Cajun, Creole, BBQ … many people see these cuisines as one, but according to Dan Sidner, co-owner of Maxie's and Black Shoe Hospitality, that hasn't always been the case. 

Sidner, an expert in the history of Southern food, has been an owner of restaurants in North and South Carolina, Louisiana and Texas. When he moved to Milwaukee, he met Joe Muench — his business partner for Black Shoe Hospitality — and together they opened Maxie’s in 2007, Blue's Egg in 2010, Story Hill BKC in 2014 and Buttermint in 2021. 

Though the cuisines are often melded together — especially Cajun and Creole — there are actually distinct historical differences between them, he says.
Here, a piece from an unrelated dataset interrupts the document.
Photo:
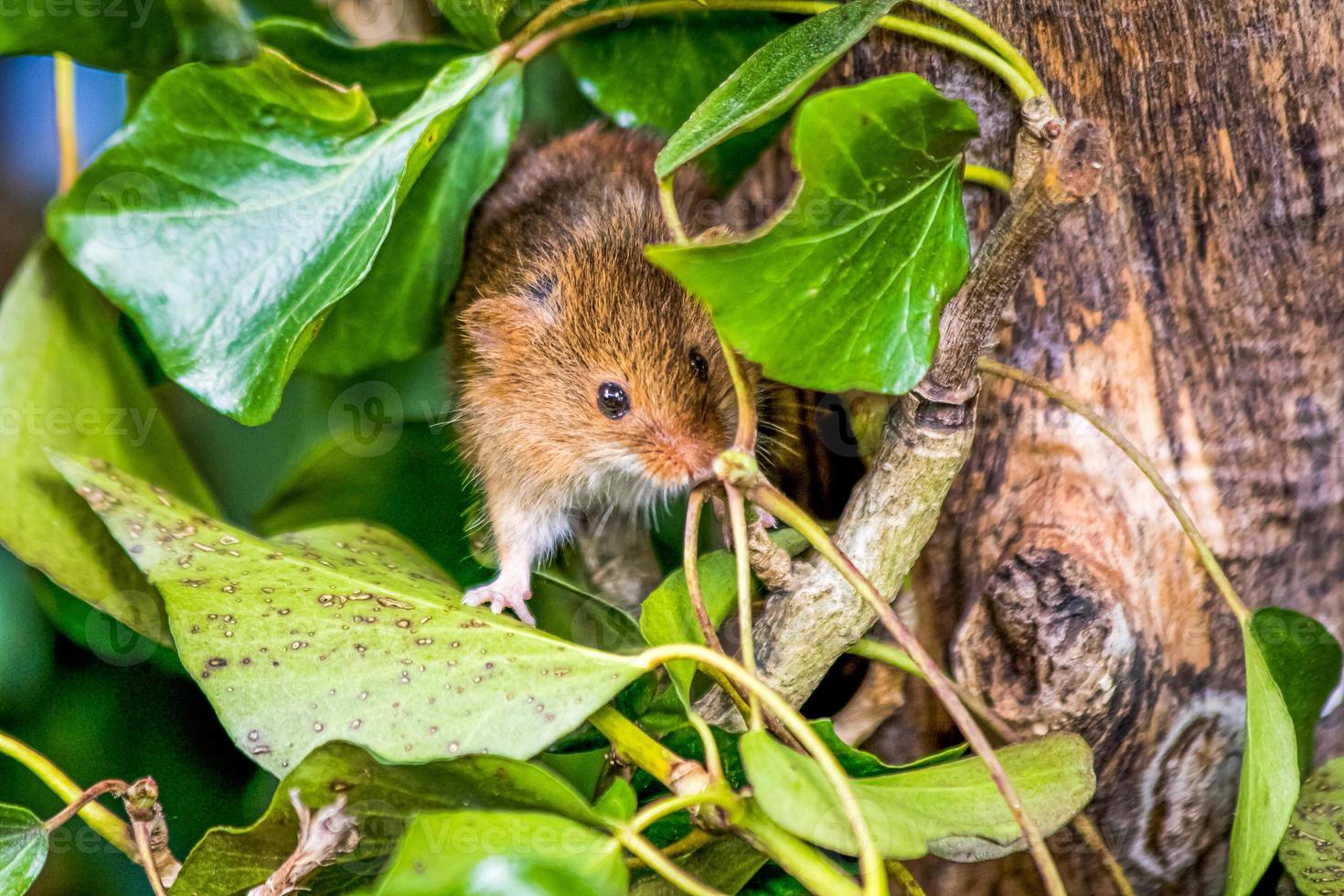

It wasn't until the 1960s when Paul Prudhome, a well-known New Orleans chef, became the head chef of Commander's Palace that the two cuisines became more intertwined. 

The move was actually a controversial one, as Commander's Palace traditionally only employed Creole chefs. Prudhome was the first Cajun chef to take the reins and was so successful that he later opened his own restaurant on Bourbon Street, K. Paul LA Kitchen, and started his own seasoning company: Paul Prudhome's Seasoning. 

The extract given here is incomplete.